Buyers who return goods in advance need to submit a written application one month in advance and agree on the repayment date. Then, on the agreed repayment date, the buyer brings his ID card and the signed payment contract to the bank to fill out the Application Form for Early Return and the Agreement for Early Return, and deposit the repayment into the designated repayment card, and the bank will automatically deduct the money.

3. Is there a frequency limit for repaying loans in advance?

Lenders also need to pay attention to whether there is a time limit for returning goods in advance. You can choose to pay in full or in part, but the initial amount of return is not stipulated by the bank. When returning goods in advance, ask clearly in advance to avoid unnecessary trouble.

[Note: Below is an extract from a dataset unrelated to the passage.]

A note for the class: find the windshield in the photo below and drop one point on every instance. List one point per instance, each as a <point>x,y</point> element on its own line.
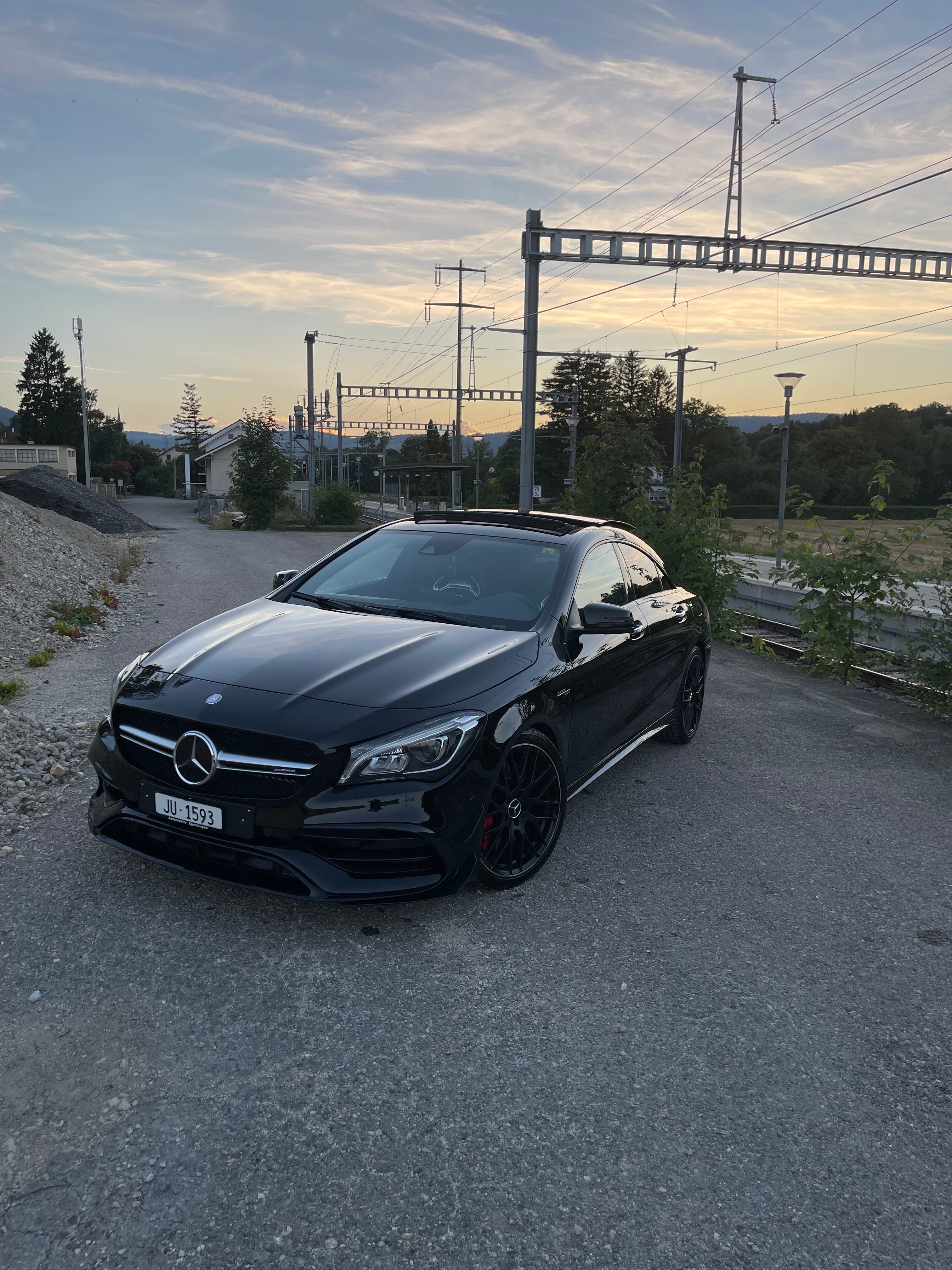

What are the repayment methods of commercial loans?

1. Equal principal and interest repayment method

Matching principal and interest repayment method is to add the total amount of principal and interest paid by _ _ _ _ _ _ _ _ _ _ _ _ _.

2. Average capital repayment method

Matching principal repayment means that the borrower divides the principal into months and pays off the interest from the previous trading day to the repayment date. Compared with the matching principal and interest, the total interest cost of this repayment method is lower, but the principal and interest paid in the early stage are more, and the repayment burden is reduced month by month. Under the same payment time, the interest paid by the equal principal and interest repayment method is higher than that by the average capital repayment method. Therefore, if you plan to repay in advance, you'd better choose the average capital repayment method. Of course, this should also be combined with personal circumstances to choose the repayment method that suits you.